東京地検特捜部は小沢一郎民主党代表の公設第一秘書・大久保隆規容疑者を政治資金規正法違反(虚偽記載など)容疑で起訴した。しかし、小沢代表は「不公正な権力の行使」「(秘書の起訴を)納得できずこのまま認めれば日本の民主主義のあり方にかかわる」と、検察を批判した。

 民主党内には小沢代表の辞任を求める意見が強いものの、鳩山由紀夫幹事長が「国策捜査」との認識を示すなど、検察の捜査そのものに対しては疑問を呈している。一方、自民党は「国策捜査などあり得ない」と、民主党を強く批判した。今回は、果たして検察による「国策捜査」はあるのかを、「検察vs政党政治」の約100年間に渡る戦いという歴史的観点から考えてみたい。

平沼騏一郎による政党政治潰し

 「検察VS政党政治」は、平沼赳夫衆院議員の祖父で、検察官僚であった平沼騏一郎の台頭から始まったと言われる。ちょうど100年前の1909年、製糖を官営にしようとして大日本製糖の重役が手分けして金を配った「日糖疑獄」という事件が起こった。代議士に次々と逮捕者が出たために、当時の桂太郎首相は検察に対して捜査の停止を要請した。
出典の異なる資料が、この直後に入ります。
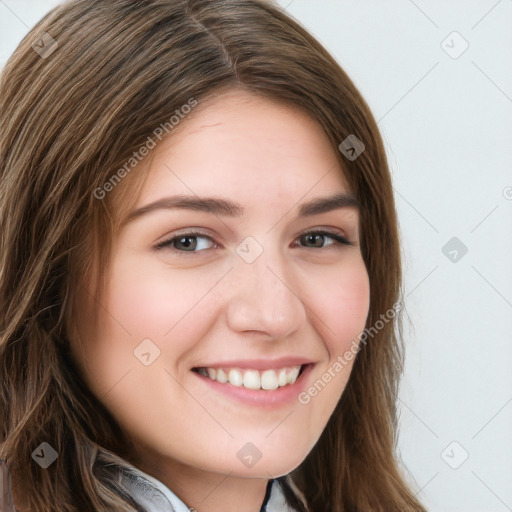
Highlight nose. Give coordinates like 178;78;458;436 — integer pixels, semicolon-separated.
224;242;307;339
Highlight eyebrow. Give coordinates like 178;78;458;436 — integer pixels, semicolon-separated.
122;192;359;226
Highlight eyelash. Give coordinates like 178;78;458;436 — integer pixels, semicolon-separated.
154;229;353;255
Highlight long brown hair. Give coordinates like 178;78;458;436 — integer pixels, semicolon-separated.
0;1;426;510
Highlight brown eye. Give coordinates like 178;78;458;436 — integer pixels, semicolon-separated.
155;232;216;253
298;230;352;248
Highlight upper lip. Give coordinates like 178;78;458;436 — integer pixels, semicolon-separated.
193;357;315;371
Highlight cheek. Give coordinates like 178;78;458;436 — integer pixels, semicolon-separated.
96;255;225;377
311;258;370;352
76;255;223;425
287;258;369;454
105;255;216;338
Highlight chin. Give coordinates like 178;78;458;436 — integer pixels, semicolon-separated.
228;449;309;478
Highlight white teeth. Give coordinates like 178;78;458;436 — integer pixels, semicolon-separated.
216;368;228;383
261;369;279;390
228;369;243;387
243;370;261;390
288;366;300;384
197;365;303;390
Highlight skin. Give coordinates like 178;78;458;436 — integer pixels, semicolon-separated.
70;89;370;512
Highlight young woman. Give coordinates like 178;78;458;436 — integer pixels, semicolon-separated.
0;1;427;511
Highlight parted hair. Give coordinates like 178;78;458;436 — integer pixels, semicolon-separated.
0;1;426;511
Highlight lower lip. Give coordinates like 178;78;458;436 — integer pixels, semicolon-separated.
192;364;314;408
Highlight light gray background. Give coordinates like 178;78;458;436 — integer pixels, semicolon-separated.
1;1;511;511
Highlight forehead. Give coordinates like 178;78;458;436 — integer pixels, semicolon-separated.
132;89;351;212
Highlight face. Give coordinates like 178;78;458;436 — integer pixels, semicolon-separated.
71;89;370;491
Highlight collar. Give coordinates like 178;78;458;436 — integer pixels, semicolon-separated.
119;461;300;512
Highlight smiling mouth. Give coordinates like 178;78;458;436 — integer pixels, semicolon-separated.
192;364;308;391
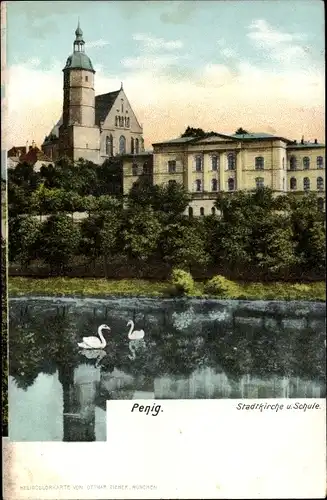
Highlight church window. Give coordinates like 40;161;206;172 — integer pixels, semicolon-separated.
211;156;218;171
195;179;202;192
303;177;310;191
109;134;113;156
211;178;218;191
131;137;134;154
290;177;297;190
227;153;236;170
195;156;202;172
255;177;264;188
85;76;88;82
317;177;324;191
119;135;126;154
135;138;139;154
168;160;176;173
303;157;310;169
228;178;235;191
126;117;130;127
106;136;111;156
255;156;264;170
132;163;138;176
115;116;118;127
121;99;124;113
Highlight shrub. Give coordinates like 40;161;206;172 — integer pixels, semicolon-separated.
170;268;195;295
204;275;240;298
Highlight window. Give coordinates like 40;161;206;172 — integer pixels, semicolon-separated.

これは、「政治による司法への介入」であったが、桂首相と交渉した当時民刑局長だった平沼は、これを逆手にとれば「司法が政治に介入できる」ことに気付いた。そして汚職事件に関連している政治家を罪に問うかどうかを交渉材料として、政治に対して影響力を行使しようとする「政治的検察」が誕生した。

 1914年、「ジーメンス事件」が起こる。ジーメンス社東京支店のタイピスト、カール・リヒテルがある秘密契約書および仕様書を盗み、ヘルマン支店長が日本海軍高官にリベートを渡しているとして金をゆすろうとしたことがドイツで発覚した。検事総長に昇格していた平沼はこれに目を付けた。平沼の指揮によって検察が政治へ介入した。そして、マスコミと帝国議会が山本権兵衛首相を泥棒呼ばわりし世論を煽った。当時、山本内閣は大行財政改革を打ち出していたが、議会の紛糾によってそれは頓挫し、遂に内閣総辞職した。しかし、事件が沈静化した後、山本首相が全くの無罪であったことがわかった。

 1925年、普通選挙法を議会で審議中の加藤高明内閣に平沼は接近した。そして普通選挙法の成立を検察が妨害しないことを条件として、加藤内閣に圧力をかけて治安維持法を成立させることを認めさせた。この法律によって、検察は政友会を内部崩壊させ、「議会中心主義」を標榜する民政党を攻撃し、社会主義政党や共産党を弾圧した。検察は政党政治を徹底的に破壊しようとしたのである。

 そして1934年、平沼は枢密院副議長として、「帝人事件」の捜査を陰で操った。中島久万吉商相、三土忠造鉄相ら政治家、大蔵官僚らを次々に逮捕し、斉藤実内閣が総辞職した。しかし、この事件は実に逮捕者約110人を出しながら、公判では最終的に、全員が無罪となった。「帝人事件」は空前のでっち上げ事件と言われる。